Following Up — Police Defend License Plate Readers
In our 5th Police Surveillance Tools Report three weeks ago, we told you about the increasingly ubiquitous license plate readers being installed by homeowner associations and other private entities working with police.
Fairfax County (VA) police are pushing back on complaints about the technology, saying that it has helped them find four missing people, including 79-year-old former district supervisor Cathy Hudgins in a well publicized incident last month. Opponents of the controversial technology are concerned about the passive warrantless tracking of all individuals within specific areas.
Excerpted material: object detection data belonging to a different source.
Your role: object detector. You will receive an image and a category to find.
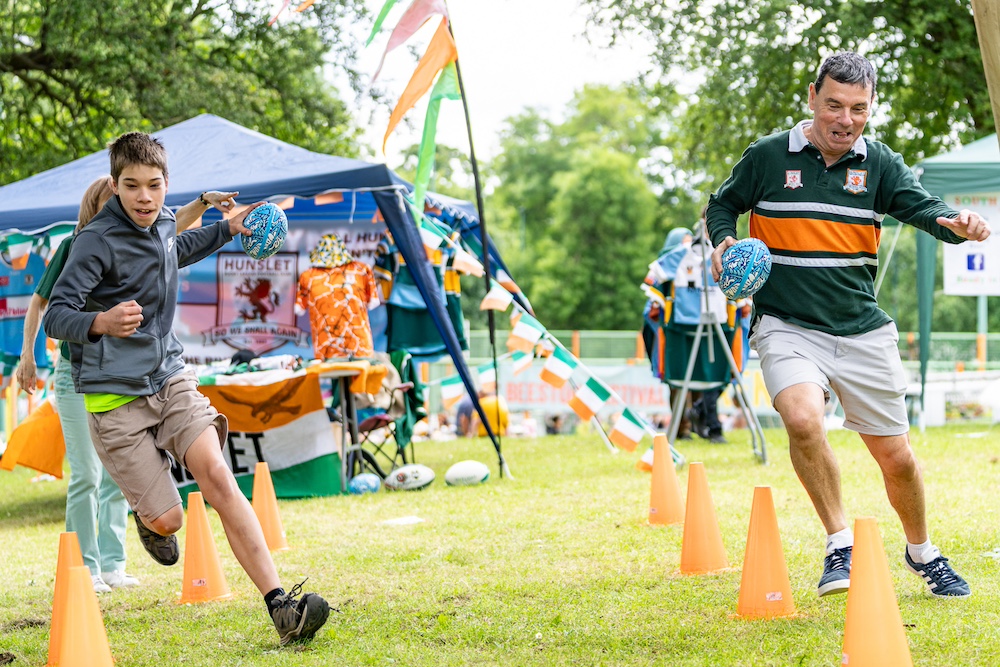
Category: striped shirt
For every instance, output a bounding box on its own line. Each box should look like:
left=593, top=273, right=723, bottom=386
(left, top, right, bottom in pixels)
left=706, top=121, right=963, bottom=336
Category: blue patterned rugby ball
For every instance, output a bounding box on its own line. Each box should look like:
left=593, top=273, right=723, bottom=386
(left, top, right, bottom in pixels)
left=719, top=238, right=771, bottom=301
left=240, top=202, right=288, bottom=259
left=347, top=472, right=382, bottom=496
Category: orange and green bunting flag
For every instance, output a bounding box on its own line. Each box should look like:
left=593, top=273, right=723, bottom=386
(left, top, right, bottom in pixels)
left=413, top=62, right=462, bottom=211
left=382, top=19, right=458, bottom=153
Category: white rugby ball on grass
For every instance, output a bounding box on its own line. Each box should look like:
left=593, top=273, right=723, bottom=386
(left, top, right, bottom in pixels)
left=385, top=463, right=434, bottom=491
left=444, top=461, right=490, bottom=486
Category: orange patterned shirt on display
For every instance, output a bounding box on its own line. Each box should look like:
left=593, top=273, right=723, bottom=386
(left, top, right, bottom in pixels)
left=296, top=262, right=378, bottom=359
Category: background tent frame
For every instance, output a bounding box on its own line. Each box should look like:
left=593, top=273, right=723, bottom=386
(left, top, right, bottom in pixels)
left=0, top=114, right=505, bottom=470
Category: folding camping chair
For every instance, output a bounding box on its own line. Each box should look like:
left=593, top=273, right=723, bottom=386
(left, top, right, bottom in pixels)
left=347, top=350, right=426, bottom=479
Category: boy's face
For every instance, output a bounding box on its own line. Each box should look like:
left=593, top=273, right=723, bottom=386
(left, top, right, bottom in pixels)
left=111, top=164, right=167, bottom=227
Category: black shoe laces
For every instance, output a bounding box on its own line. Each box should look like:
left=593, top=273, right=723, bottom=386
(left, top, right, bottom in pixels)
left=826, top=547, right=851, bottom=570
left=926, top=556, right=958, bottom=587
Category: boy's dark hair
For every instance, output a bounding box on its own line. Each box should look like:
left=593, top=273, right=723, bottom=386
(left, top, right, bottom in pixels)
left=108, top=132, right=167, bottom=183
left=815, top=51, right=876, bottom=97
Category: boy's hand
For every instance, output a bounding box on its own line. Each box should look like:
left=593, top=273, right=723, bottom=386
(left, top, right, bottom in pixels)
left=937, top=209, right=990, bottom=241
left=202, top=190, right=239, bottom=213
left=229, top=201, right=265, bottom=237
left=90, top=300, right=142, bottom=338
left=17, top=352, right=38, bottom=394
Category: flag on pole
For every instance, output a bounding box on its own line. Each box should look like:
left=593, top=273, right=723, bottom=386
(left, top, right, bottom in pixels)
left=479, top=280, right=514, bottom=311
left=441, top=375, right=465, bottom=410
left=569, top=378, right=611, bottom=421
left=365, top=0, right=396, bottom=46
left=476, top=361, right=497, bottom=393
left=608, top=408, right=646, bottom=452
left=511, top=350, right=535, bottom=375
left=539, top=347, right=577, bottom=389
left=413, top=62, right=462, bottom=210
left=382, top=18, right=458, bottom=153
left=372, top=0, right=448, bottom=81
left=507, top=313, right=545, bottom=352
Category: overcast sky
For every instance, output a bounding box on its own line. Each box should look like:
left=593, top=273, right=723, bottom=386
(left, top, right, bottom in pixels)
left=358, top=0, right=651, bottom=167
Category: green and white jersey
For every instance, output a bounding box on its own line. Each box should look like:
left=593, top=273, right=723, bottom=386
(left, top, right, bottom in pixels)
left=707, top=121, right=963, bottom=336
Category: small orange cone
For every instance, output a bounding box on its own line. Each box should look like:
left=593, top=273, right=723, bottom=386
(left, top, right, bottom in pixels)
left=736, top=486, right=795, bottom=618
left=253, top=461, right=288, bottom=551
left=681, top=463, right=729, bottom=574
left=177, top=491, right=232, bottom=604
left=841, top=517, right=913, bottom=667
left=59, top=565, right=115, bottom=667
left=649, top=433, right=684, bottom=525
left=46, top=533, right=84, bottom=667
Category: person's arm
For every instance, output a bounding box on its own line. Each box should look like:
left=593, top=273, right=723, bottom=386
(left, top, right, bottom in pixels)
left=705, top=144, right=757, bottom=281
left=176, top=201, right=264, bottom=267
left=174, top=190, right=239, bottom=234
left=17, top=294, right=49, bottom=394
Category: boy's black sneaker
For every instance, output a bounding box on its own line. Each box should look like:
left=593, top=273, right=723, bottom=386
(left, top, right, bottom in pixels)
left=271, top=581, right=330, bottom=646
left=132, top=512, right=181, bottom=565
left=904, top=550, right=972, bottom=598
left=816, top=547, right=854, bottom=597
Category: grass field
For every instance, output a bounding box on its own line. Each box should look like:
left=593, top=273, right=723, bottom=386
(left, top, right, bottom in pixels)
left=0, top=426, right=1000, bottom=667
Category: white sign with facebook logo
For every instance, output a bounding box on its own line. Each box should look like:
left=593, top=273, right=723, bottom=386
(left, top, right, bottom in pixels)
left=943, top=193, right=1000, bottom=296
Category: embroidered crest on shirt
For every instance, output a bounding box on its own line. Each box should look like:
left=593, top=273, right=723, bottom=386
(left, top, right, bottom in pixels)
left=785, top=169, right=803, bottom=190
left=844, top=169, right=868, bottom=195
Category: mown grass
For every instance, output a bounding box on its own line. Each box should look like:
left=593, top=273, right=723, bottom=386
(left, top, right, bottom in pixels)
left=0, top=426, right=1000, bottom=667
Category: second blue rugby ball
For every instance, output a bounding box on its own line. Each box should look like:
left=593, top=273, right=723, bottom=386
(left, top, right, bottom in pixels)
left=240, top=202, right=288, bottom=259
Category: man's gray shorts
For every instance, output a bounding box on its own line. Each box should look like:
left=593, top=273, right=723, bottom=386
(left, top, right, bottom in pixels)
left=750, top=315, right=910, bottom=436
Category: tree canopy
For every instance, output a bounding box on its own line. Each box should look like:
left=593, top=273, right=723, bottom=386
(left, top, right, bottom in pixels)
left=0, top=0, right=366, bottom=184
left=582, top=0, right=994, bottom=190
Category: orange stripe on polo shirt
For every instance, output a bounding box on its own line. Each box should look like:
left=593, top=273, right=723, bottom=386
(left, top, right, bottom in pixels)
left=750, top=213, right=881, bottom=255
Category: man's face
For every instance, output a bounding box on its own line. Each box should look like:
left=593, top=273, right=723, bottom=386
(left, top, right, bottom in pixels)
left=111, top=164, right=167, bottom=227
left=809, top=77, right=874, bottom=160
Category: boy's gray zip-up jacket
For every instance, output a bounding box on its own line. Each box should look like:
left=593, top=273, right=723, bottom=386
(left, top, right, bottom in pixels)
left=42, top=197, right=233, bottom=396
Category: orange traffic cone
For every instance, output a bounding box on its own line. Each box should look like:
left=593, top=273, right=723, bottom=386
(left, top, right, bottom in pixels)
left=59, top=565, right=115, bottom=667
left=736, top=486, right=795, bottom=618
left=46, top=533, right=84, bottom=667
left=177, top=491, right=232, bottom=604
left=681, top=463, right=729, bottom=574
left=649, top=433, right=684, bottom=525
left=253, top=461, right=288, bottom=551
left=842, top=517, right=913, bottom=667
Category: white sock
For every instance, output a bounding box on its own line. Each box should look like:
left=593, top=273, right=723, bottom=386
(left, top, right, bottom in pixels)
left=826, top=528, right=856, bottom=558
left=906, top=540, right=941, bottom=563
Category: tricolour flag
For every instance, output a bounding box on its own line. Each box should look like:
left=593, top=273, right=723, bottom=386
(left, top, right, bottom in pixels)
left=569, top=378, right=611, bottom=421
left=476, top=361, right=497, bottom=393
left=608, top=408, right=646, bottom=452
left=507, top=313, right=545, bottom=352
left=479, top=281, right=514, bottom=311
left=441, top=375, right=465, bottom=409
left=511, top=350, right=535, bottom=375
left=452, top=246, right=485, bottom=278
left=539, top=347, right=577, bottom=389
left=0, top=232, right=35, bottom=271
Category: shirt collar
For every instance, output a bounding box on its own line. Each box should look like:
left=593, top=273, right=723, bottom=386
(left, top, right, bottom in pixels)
left=788, top=120, right=868, bottom=161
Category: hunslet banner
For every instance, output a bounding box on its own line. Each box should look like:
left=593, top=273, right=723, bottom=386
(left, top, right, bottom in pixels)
left=184, top=374, right=341, bottom=498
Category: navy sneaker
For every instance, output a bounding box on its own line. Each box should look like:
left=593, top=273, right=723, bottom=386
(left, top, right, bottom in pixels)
left=270, top=581, right=330, bottom=646
left=904, top=550, right=972, bottom=598
left=816, top=547, right=854, bottom=597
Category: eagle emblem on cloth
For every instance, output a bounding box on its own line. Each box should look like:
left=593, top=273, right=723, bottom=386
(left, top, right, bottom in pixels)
left=844, top=169, right=868, bottom=195
left=785, top=169, right=803, bottom=190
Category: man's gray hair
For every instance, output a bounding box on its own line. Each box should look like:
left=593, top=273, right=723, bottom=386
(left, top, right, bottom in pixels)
left=815, top=51, right=876, bottom=97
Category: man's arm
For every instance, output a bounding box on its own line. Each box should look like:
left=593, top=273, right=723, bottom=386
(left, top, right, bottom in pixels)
left=17, top=294, right=48, bottom=394
left=705, top=144, right=757, bottom=280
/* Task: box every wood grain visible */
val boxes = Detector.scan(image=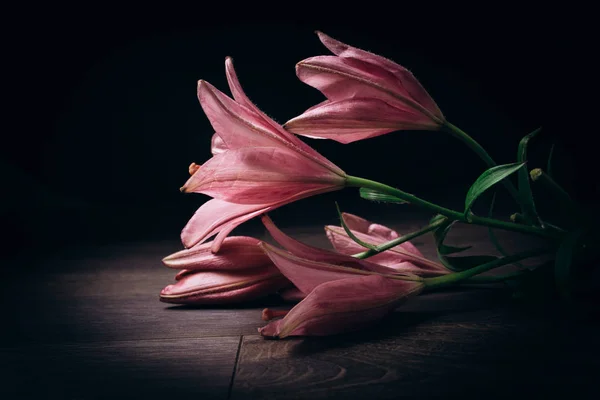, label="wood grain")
[232,310,600,399]
[0,336,239,400]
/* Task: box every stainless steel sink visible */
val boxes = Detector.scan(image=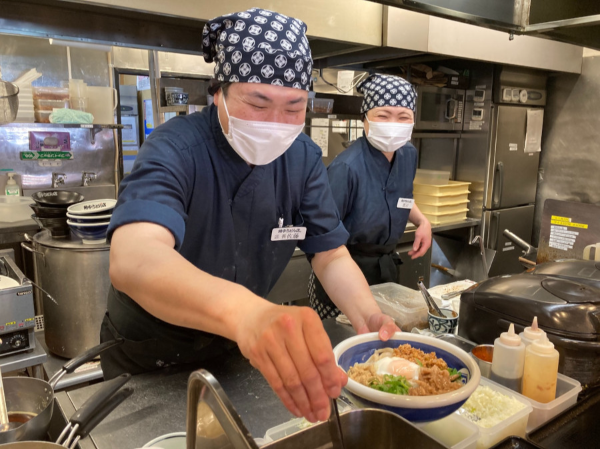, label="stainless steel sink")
[186,370,445,449]
[263,409,445,449]
[23,184,116,201]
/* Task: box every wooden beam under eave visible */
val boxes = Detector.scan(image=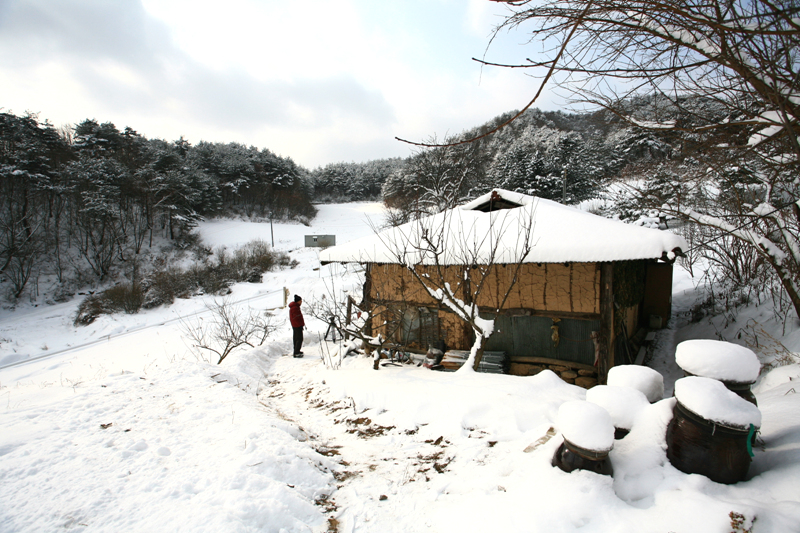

Protip — Google Has a Beta AirDrop for Windows
Those iOS people who have been gloating for years no longer have the advantage in Air Drop technology. Microsoft and Google now have a beta program for Windows and Androids that allows for wireless file transfers.
Screening Room — Northwell Health’s Ferocious Tiger
Science Fiction World — Robotic Masseurs
Flexiv Robotics has a new masseur system that uses a robot arm to provide massages in spas, gyms, and other commercial places. Details and video.
Coffee Break — Rare Perspective Photos of Famous Places and People
See the Pyramids from the nearby Pizza Hut, the famous “Lunch Atop a Skyscraper” from someone photographing the photographer, and Sesame Street’s Bert & Ernie with their puppeteers in this fun coffee break collection.